Selain itu, mekanisasi pertambangan batu bara telah menghilangkan banyak pekerjaan yang sebelumnya bergantung pada tenaga kerja manual. Meskipun Trump meyakinkan bahwa dengan penghapusan tersebut Rencana Listrik Bersih Jika lapangan pekerjaan tersebut dapat dipulihkan, banyak analis berpendapat bahwa tren menuju otomatisasi dan transisi ke energi yang lebih ramah lingkungan tidak dapat diubah.
itu energi terbarukan Batubara tidak hanya menghasilkan lebih banyak lapangan kerja dibandingkan batu bara, tetapi juga berkontribusi pada keamanan energi Amerika Serikat. Ketika semakin banyak negara bagian seperti California dan Texas, yang merupakan basis utama energi, beralih ke energi terbarukan, banyak ahli yakin industri batu bara akan terus menurun, meskipun Trump telah berupaya untuk mempertahankannya.

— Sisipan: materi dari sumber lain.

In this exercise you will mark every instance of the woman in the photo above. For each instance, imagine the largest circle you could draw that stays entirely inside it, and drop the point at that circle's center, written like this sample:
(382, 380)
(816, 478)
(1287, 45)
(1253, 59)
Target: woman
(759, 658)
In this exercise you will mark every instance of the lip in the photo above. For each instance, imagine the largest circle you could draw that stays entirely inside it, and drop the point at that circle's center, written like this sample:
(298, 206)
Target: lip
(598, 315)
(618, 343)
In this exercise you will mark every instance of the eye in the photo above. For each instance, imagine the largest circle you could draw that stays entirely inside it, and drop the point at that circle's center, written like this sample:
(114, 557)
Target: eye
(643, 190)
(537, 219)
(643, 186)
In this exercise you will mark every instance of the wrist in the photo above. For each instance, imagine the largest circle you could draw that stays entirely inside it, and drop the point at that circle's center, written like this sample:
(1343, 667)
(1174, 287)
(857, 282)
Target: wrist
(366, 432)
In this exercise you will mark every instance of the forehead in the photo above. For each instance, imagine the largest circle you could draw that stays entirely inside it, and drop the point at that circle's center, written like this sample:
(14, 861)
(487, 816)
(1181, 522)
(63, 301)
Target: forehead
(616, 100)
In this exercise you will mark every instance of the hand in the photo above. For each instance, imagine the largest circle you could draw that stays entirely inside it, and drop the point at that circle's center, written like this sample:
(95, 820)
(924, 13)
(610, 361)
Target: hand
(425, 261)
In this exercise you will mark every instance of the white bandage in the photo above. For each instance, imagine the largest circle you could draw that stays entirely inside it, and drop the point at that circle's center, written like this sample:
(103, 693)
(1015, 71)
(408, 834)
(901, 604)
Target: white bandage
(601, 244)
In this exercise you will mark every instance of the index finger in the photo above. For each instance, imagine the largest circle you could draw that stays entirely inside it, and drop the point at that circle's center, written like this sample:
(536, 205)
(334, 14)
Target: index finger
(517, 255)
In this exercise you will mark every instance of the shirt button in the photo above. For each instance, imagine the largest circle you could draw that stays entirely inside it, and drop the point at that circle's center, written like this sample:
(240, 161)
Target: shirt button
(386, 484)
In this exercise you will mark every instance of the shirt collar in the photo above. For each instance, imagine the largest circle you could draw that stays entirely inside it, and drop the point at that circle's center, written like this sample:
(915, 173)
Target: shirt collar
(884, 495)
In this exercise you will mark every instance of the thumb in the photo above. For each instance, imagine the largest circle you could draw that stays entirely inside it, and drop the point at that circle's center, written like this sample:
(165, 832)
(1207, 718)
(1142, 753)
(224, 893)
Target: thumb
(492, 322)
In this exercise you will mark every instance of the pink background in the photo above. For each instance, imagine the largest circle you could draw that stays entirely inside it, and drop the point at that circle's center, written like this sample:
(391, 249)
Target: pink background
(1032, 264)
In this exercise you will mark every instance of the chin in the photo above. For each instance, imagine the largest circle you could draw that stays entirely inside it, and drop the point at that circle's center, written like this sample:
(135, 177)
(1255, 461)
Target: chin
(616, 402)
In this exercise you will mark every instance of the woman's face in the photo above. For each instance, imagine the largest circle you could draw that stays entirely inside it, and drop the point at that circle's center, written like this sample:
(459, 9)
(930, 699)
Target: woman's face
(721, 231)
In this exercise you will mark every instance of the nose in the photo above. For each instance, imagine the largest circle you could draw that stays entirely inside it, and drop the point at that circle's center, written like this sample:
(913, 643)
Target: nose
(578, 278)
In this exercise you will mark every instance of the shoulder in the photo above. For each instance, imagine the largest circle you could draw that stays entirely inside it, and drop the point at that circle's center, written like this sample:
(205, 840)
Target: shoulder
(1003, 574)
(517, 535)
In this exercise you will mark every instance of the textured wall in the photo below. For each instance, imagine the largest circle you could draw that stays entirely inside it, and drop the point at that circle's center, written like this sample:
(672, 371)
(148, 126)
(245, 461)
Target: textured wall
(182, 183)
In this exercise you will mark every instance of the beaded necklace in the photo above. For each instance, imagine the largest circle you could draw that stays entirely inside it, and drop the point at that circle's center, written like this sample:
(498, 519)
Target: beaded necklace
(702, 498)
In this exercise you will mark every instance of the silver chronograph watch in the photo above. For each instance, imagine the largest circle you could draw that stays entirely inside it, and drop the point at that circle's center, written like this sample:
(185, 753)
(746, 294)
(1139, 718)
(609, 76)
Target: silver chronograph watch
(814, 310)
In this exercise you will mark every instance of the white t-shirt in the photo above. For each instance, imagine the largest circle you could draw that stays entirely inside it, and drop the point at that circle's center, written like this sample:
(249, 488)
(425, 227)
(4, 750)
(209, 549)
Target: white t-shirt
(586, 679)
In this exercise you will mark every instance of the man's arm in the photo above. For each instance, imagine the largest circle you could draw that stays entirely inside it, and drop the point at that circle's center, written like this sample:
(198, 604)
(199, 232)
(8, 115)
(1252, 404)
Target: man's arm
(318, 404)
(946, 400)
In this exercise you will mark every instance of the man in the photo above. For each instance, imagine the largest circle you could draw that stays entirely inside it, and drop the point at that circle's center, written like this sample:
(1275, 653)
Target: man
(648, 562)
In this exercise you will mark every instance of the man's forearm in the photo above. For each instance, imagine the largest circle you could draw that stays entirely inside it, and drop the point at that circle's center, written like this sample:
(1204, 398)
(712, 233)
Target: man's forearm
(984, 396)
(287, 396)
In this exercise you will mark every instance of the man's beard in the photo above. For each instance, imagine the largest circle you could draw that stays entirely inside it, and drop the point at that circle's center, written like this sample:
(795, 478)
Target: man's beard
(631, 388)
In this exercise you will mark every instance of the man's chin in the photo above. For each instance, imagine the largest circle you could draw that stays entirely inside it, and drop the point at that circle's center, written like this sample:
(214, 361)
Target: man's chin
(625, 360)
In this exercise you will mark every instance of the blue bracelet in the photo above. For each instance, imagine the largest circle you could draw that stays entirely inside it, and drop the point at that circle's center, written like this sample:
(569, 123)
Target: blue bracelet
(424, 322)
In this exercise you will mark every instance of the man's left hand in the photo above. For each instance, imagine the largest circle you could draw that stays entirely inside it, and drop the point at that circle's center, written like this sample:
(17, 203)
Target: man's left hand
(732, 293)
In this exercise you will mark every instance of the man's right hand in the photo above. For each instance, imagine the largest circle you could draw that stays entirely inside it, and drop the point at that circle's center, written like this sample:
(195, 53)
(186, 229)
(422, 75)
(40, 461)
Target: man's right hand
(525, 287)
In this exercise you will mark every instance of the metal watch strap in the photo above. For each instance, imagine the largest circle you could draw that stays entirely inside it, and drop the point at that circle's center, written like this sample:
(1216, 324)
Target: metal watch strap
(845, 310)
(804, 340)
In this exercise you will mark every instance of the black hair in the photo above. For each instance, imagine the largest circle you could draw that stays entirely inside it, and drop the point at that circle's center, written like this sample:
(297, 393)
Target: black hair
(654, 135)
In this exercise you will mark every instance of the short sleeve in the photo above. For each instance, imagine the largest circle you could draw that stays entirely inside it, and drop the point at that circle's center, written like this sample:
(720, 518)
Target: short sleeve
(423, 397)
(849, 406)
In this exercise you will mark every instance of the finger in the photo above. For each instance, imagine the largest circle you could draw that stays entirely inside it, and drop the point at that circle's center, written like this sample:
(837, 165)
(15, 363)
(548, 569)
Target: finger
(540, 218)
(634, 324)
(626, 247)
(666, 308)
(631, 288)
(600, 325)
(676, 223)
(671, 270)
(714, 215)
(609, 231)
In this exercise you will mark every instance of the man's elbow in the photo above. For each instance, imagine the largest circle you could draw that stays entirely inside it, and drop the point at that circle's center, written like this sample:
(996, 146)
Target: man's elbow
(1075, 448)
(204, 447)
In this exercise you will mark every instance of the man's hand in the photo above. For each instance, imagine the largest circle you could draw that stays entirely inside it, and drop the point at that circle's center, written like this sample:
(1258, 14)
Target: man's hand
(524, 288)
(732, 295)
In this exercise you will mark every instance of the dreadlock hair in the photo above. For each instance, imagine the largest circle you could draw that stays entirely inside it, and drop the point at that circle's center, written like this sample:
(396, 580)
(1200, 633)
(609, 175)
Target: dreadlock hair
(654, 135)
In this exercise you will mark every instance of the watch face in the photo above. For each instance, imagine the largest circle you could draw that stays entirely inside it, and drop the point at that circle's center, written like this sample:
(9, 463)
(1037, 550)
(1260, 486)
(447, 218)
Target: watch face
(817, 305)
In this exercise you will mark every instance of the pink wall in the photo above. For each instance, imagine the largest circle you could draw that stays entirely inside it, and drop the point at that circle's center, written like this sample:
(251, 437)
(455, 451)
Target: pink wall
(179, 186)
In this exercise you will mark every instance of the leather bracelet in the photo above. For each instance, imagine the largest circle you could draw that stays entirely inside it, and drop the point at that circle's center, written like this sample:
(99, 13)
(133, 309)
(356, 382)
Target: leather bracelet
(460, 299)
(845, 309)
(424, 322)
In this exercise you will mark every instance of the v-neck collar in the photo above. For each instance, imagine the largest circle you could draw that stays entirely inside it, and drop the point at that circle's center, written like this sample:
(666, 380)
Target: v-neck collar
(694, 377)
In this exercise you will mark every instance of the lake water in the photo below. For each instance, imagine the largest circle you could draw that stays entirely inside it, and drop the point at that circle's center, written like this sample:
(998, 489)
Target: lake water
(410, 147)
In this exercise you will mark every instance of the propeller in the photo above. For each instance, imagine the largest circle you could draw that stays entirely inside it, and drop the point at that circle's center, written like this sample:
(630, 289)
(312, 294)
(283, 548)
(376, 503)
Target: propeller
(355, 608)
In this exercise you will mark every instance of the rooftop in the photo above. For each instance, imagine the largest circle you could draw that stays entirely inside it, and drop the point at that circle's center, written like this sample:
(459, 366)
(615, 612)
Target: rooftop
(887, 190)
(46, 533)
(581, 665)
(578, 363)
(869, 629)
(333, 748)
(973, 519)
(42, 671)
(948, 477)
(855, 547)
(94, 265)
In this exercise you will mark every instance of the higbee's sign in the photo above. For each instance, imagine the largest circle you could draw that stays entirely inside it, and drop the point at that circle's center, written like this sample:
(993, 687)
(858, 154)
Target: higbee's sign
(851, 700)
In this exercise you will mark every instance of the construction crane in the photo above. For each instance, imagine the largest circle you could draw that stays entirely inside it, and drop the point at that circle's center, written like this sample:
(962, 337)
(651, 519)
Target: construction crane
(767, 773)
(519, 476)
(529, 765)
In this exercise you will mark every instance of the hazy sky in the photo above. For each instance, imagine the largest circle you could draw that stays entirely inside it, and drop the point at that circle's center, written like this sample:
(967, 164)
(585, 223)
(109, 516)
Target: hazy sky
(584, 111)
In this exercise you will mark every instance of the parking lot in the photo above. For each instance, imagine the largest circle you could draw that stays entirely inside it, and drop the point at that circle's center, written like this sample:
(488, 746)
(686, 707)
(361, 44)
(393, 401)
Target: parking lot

Janji penciptaan lapangan kerja di sektor batubara juga dipertanyakan oleh para pemimpin sektor energi, seperti Robert E. Murray, yang menyatakan bahwa industri batubara tidak akan pernah mendapatkan kembali kejayaannya karena persaingan dengan sumber energi lain yang lebih murah dan efisien.
Pada akhirnya, meskipun perintah eksekutif Trump menandai perubahan radikal dalam kebijakan energi AS, masa depan energi di negara tersebut tampaknya berorientasi pada sumber-sumber yang lebih bersih dan berkelanjutan, dengan manfaat tambahan berupa penciptaan lapangan kerja dan perlindungan lingkungan.